= Houston Arrow =

Section of the western half of Houston, Texas

The Houston Arrow is a term referring to a section of the western half of the US city of Houston, Texas. Its name refers to the fact that it takes the shape of an arrow when mapped out. The arrow begins around the Addicks and Barker reservoirs, and runs south of Interstate 10 and north of the Westpark Tollway before ending in a triangle near Downtown Houston. It tends to be most visible on maps showing inequality in Houston, as neighborhoods within the "arrow" are wealthier and more educated than surrounding neighborhoods and receive better city services. It also has a much larger white population than the rest of the city. While most of Houston leans towards the Democratic Party, the arrow is much more politically conservative, with many voters backing Republican candidates. However, following with nationwide trends of educated suburban areas towards the Democrats, the area has seen large political shifts in recent years, with places like Bellaire backing Joe Biden in 2020.

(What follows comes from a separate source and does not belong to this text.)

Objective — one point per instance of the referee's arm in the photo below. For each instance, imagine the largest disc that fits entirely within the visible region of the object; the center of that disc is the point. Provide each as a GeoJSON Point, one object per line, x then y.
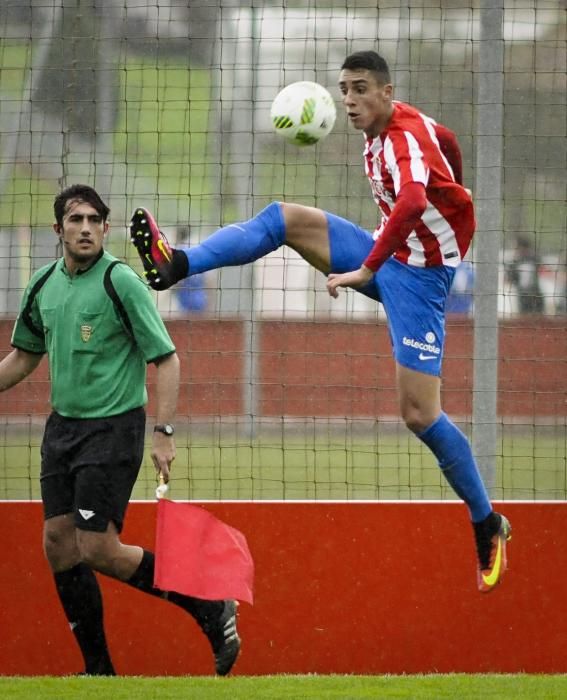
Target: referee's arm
{"type": "Point", "coordinates": [167, 391]}
{"type": "Point", "coordinates": [16, 366]}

The arrow contains many of Houston's most prosperous areas, such as River Oaks and the Memorial Villages. The arrow began to see development in the 1920s, when Houston's wealthy elites began to settle in the area. They excluded non-white residents, as well as Jews, from living in neighborhoods like River Oaks. The wealth and political connections of the arrow's residents allowed them influence over Houston's development; for instance, while highway development greatly disrupted Houston's majority-black neighborhoods, significant concessions and changes were granted at the request of property owners within the arrow.